Aside from these conditions, we also looked for conditions that would make the Gulf Stream much calmer for us. First, we wanted to have the days before we left to have a South Wind, that way the wind and current are flowing in the same direction. This will subdue the seas and make the passage much easier on the crew. The second thing we looked for is for light conditions before we set out. If the winds are from the south at 5 knots, they will produce little wave action, but if they are blowing 25 knots, it will be like climbing into a washing machine!

We had our calm current, our calm days preceding our voyage, and the predicted west wind. Everything looked like it was going to be in our favor! So we set out at 11pm, and left Lake Worth Inlet with the outgoing tide.

As soon as we made it out to sea, we found that the predictions did not match the actual conditions. The winds were from the North West, and the current was much stronger than estimated. Our bow was pointed at 150 degrees, while our heading was 90 degrees. In other words, we were sailing South-South-East but moving due East! We managed to use the Northerly wind to fight the current and keep us from drifting north, but it did generate some seas in the process. Thankfully, with our bow pointed South, the seas were following and we were able to comfortably ride up and over all the waves without any breaking over the stern.

This worked out well, and we were all comfortable, but it was a very slow journey. We were using all of our speed to fight the current, and only moving East at 1.8 knots. When you have a 60 mile journey, this quickly becomes a long trip!

When the winds were starting to lighten up, we went full sail and pointed our bow due east, allowing the current to drift us north with it. We picked up speed and made it out of the Gulf Stream before the winds got too light to sail in, which would have forced us much further north! We arrived in the wee hours of the morning near Memory Rock and anchored in a deep section to avoid colliding with a coral head in the dark. The next morning, when the winds returned, we finished our sail south to West End where we checked in with Customs.

The entire journey took almost two days to complete, but we did manage to make it there under sail with our little electric motor.

Sailing the Gulf Stream

The Gulf Stream is a current of water that is shrouded in mystery and confusion. This is all due to a lack of study of the water instead of actual lack of information available about the water.

The Gulf Stream has been studied for decades and is very well understood at this point in time. It flows from the Gulf of Mexico and Caribbean Sea, up by Florida and the East Coast of the United States, and then over towards the UK. The Gulf Stream is composed of warmer and saltier water than the ocean water it contacts, and it has its own wave pattern to it.

Now, there are a few horror stories that will commonly come out of the Gulf Stream. First, has to do with navigation; the second has to do with weather.

When you enter the Gulf Stream, you enter a body of water with on average a 3.5 knot current.
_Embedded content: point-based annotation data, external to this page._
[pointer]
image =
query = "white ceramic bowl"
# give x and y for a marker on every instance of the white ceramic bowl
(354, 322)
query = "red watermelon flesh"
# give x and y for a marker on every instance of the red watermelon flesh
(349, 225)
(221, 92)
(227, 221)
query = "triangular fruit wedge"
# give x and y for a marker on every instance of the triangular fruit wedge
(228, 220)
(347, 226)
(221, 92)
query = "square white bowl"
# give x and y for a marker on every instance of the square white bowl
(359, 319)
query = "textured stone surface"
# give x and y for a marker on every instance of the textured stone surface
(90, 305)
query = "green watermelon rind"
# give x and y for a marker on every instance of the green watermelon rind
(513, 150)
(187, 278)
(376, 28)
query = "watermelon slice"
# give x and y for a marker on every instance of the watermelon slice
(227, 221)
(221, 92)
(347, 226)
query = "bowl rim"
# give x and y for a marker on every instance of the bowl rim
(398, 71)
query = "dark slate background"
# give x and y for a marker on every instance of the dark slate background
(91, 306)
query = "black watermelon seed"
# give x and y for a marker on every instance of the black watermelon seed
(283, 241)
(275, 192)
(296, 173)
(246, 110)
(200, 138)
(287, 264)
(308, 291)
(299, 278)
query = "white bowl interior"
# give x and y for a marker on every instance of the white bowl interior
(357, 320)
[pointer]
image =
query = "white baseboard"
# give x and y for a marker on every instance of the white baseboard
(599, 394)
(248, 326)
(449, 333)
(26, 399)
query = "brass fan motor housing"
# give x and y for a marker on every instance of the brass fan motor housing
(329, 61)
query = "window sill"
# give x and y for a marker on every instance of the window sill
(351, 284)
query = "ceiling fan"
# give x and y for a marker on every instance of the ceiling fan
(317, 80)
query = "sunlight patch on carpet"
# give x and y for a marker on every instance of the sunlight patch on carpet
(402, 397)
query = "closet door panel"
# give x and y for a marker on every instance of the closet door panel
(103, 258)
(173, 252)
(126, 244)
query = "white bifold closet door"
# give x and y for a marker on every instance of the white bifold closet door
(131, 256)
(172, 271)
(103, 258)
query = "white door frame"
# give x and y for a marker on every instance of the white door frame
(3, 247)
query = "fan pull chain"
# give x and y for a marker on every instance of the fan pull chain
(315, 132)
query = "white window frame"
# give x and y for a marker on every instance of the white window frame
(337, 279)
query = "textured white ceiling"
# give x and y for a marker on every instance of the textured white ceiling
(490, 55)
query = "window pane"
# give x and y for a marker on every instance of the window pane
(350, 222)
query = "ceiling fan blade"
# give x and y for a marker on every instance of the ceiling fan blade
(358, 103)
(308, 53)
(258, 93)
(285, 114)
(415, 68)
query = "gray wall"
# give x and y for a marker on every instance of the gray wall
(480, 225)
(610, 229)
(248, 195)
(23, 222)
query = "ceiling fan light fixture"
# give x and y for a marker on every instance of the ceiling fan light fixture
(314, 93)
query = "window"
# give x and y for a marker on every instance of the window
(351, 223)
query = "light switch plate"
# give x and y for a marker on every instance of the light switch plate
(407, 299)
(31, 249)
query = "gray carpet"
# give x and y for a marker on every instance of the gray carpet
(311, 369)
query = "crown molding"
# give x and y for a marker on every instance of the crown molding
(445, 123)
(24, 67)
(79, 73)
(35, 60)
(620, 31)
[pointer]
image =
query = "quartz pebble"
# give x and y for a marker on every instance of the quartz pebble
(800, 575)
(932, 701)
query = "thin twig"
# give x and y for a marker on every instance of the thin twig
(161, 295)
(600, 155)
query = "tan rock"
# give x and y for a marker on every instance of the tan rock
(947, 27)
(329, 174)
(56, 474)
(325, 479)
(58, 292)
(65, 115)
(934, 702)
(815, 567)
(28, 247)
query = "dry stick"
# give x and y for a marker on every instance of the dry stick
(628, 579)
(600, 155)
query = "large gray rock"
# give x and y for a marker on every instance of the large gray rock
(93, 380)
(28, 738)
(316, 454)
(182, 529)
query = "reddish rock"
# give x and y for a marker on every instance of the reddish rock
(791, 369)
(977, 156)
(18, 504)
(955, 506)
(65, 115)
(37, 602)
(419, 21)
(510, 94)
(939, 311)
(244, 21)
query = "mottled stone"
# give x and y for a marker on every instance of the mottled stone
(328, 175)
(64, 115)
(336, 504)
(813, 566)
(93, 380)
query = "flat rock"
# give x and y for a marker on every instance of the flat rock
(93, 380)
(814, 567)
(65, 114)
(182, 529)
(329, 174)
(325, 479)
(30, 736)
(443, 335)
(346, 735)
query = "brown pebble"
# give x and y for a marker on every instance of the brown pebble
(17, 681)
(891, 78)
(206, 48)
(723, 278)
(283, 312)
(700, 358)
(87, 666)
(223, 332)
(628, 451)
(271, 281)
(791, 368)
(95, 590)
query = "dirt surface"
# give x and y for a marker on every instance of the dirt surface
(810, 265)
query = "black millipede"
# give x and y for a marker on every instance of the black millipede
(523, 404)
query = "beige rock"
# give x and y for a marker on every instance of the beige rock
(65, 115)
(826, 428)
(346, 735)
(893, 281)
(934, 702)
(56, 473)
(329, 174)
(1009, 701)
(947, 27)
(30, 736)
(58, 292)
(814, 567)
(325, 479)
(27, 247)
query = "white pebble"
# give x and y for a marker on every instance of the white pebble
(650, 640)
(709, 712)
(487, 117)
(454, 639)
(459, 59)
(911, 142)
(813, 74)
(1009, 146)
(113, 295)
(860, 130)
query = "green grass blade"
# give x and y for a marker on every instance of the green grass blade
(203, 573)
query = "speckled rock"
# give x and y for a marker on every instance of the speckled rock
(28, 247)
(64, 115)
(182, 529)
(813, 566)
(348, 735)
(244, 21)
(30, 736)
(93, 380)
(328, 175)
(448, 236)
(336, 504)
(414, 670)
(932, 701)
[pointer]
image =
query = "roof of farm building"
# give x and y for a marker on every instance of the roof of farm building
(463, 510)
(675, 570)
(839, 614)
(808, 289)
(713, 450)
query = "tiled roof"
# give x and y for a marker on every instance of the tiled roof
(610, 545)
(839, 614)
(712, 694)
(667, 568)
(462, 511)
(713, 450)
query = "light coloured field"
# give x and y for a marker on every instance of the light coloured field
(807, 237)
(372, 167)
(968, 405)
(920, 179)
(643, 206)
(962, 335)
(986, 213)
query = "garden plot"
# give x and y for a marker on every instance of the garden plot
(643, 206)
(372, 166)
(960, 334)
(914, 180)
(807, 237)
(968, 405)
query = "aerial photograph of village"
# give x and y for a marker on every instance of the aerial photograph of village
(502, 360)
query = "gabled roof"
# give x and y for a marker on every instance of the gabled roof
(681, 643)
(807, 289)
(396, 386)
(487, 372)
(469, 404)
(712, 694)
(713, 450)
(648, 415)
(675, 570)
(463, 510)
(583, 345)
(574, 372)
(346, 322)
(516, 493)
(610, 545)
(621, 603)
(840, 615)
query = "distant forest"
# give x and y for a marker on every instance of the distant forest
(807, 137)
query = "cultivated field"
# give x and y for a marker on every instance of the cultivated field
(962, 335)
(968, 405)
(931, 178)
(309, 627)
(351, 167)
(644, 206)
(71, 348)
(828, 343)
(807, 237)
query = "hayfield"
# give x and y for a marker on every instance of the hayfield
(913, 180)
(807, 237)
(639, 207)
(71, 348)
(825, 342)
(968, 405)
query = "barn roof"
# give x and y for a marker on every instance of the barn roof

There are areas that can even exceed 4.5 knots! When you are sailing East or West, you will be pushed North at this rate. The problem with this is people won't realize they are being pushed north and then get pushed off course!

If your crossing takes 10 hours, you can expect to be pushed at least 30 miles north! If you are not expecting this, you may find yourself never reaching the landfall you planned.

The second issue has to do with weather. Since the Gulf Stream has such a powerful current, any wind out of the North will kick up the seas in a horrible and fierce manner. Any north wind will produce a stereotypical "square" waves with steep faces and float tops. These waves can make the journey less than enjoyable.

The trick to avoid these waves is to only cross when the wind is blowing out of the South, East, or West.

To cross the Gulf Stream in an uneventful fashion, all you need to do is prepare to be pushed north (so start out further south than your destination) and only cross when there is no northern component to the wind.

As you cross, you will know you have entered the Gulf Stream because the water gets warmer, a new swell can be seen in the water, and the bioluminescence at night is magical!